La motion de M. Dupin fut rejetée d'un accord unanime; mais la chambre en souffrant complaisamment qu'on osât, dans son sein, révoquer en doute la légitimité de l'Empereur et de son autorité, et chercher à le rendre étranger à la nation, fit un acte d'indifférence et de faiblesse qui affligea profondément Napoléon.

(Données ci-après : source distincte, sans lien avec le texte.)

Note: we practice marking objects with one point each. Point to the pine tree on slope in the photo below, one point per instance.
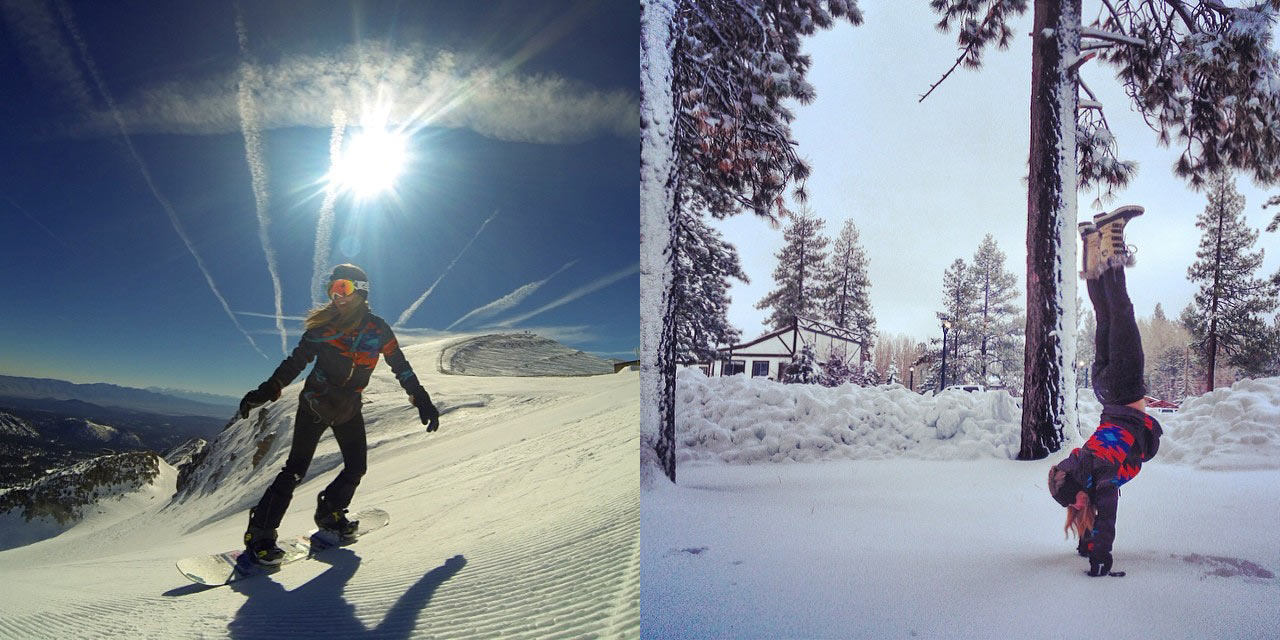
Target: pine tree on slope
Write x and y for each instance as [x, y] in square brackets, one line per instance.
[845, 289]
[800, 272]
[959, 307]
[704, 263]
[1226, 314]
[804, 369]
[997, 332]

«J'aperçois avec douleur, dit-il, que les députés ne sont point disposés à ne faire qu'un avec moi, et qu'ils ne laissent échapper aucune occasion de me chercher querelle. De quoi ont-ils à se plaindre? Que leur ai-je fait? je leur ai donné de la liberté à pleine main, je leur en ai peut-être trop donné, car les rois ont aujourd'hui plus de besoin de garantie que les nations. J'y mettrai du mien tant que je pourrai; mais s'ils croient faire de moi un soliveau ou un second Louis XVI, ils se trompent; je ne suis pas homme à me laisser faire la loi par des avocats[32], ni à me laisser couper la tête par des factieux.»

Les dispositions hostiles des représentans ne l'auraient point inquiété en tout autre tems; la constitution lui donnait le droit de dissoudre la chambre, et il en aurait usé; mais à la veille de la guerre, et dans la situation critique où il se trouvait placé, il ne pouvait avoir recours à un semblable expédient, sans risquer de compromettre le sort de la France. Il prit donc le parti de dissimuler ses peines et sa mauvaise humeur, et de souffrir ce qu'il ne pouvait empêcher.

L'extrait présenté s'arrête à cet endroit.